Si nos ponemos en modo académico, habrá que señalar que lo que hizo Vargas Llosa fue toda una hermenéutica (comprensión, interpretación, explicación), abordando las obras, tanto en su contenido como en los aspectos técnicos y estilísticos, y, al tiempo, llegando a la entraña misma del autor. Por esto nos enteramos de que el realismo de sus novelas se debe a sus viajes por toda España para documentarse; de que vivió en un país, no en retroceso, sino en caída libre; de que tuvo en Los papeles póstumos del club Pickwick y en La comedia humana, sus dos modelos a imitar; de que en las tertulias que sostenía era más lo que escuchaba que lo que hablaba (de seguro, más de una de sus novelas, como en el caso de Henry James, son puro chisme extendido); también nos enteramos de que, así como Gauguin terminó pintando sus últimos cuadros ciego, él también terminó escribiendo sus últimas composiciones ciego (por eso el Episodio nacional que lleva por título Cánovas, con el que cerró su ciclo, se lo dictó a su secretario); así mismo nos enteramos de que, a pesar de su apuesta sentimental por la Pardo Bazán, permaneció soltero, y de que el 5 de enero de 1920 treinta mil lugareños asistieron a su entierro.

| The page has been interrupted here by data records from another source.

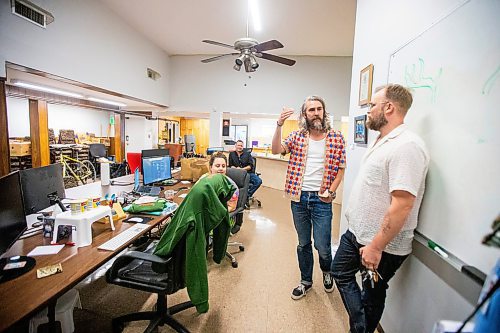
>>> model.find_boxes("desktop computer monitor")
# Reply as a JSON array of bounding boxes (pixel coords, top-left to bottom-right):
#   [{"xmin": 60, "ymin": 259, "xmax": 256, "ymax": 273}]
[
  {"xmin": 142, "ymin": 156, "xmax": 172, "ymax": 185},
  {"xmin": 0, "ymin": 171, "xmax": 36, "ymax": 283},
  {"xmin": 184, "ymin": 134, "xmax": 196, "ymax": 153},
  {"xmin": 207, "ymin": 147, "xmax": 224, "ymax": 155},
  {"xmin": 141, "ymin": 149, "xmax": 170, "ymax": 157},
  {"xmin": 0, "ymin": 172, "xmax": 28, "ymax": 254},
  {"xmin": 141, "ymin": 149, "xmax": 174, "ymax": 175},
  {"xmin": 19, "ymin": 163, "xmax": 66, "ymax": 215}
]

Las obras de Pérez Galdós que el autor que inició el boom tiene en mayor estima (tome nota el lector) son: Fortunata y Jacinta, Misericordia, Doña Perfecta, Torquemada en la hoguera y El amigo manso. En las demás, si bien lo más atrayente (el ex libris de don Benito) es “la mirada quieta”, es decir, como de retratista, muestra que, como decía Shakespeare, hasta en el mejor paño cae la mancha:
“Su gran defecto como escritor fue ser preflaubertiano: no haber entendido que el primer personaje que inventa un novelista, lo sepa o no, es el narrador, y que éste es siempre (personaje implicado o narrador omnisciente) una invención del autor que da independencia y autonomía a las historias. A pesar de escribir tantas novelas, esto no lo entendió nunca.”

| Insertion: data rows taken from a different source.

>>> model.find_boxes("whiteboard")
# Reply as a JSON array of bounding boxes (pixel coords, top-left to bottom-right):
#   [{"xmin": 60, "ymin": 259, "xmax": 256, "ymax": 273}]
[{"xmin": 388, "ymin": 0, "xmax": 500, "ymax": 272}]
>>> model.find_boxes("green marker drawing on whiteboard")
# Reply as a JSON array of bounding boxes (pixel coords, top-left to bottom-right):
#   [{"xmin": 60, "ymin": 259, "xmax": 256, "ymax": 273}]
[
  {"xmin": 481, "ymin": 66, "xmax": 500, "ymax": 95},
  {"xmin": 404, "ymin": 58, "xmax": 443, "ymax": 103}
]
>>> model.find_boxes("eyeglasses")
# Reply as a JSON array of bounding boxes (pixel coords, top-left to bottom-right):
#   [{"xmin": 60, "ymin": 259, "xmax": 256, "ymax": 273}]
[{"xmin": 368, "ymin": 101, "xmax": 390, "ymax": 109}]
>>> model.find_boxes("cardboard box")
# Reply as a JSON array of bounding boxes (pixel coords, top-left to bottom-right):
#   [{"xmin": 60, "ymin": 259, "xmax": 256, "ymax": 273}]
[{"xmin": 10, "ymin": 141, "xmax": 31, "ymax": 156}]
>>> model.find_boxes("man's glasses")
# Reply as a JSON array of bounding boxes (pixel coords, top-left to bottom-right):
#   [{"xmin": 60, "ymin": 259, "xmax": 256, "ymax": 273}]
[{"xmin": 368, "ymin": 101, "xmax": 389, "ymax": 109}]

Por lo demás, dígase lo que se diga, a favor o en contra de la narrativa de este hombre, cuya mayor fortaleza narrativa, según la biografía-ensayo de Vargas Llosa, era la descripción de las acciones bélicas y que en el siglo XIX conocía la ciudad de Madrid como sólo Camilo José Cela la llegó a conocer en el siglo XX, quien quiera conocer la España decimonónica, en lo social, en lo político y en lo que quiera, ha de leer los Episodios nacionales y quién quiera disfrutar de su “mirada quieta”, ha de leer todo lo demás.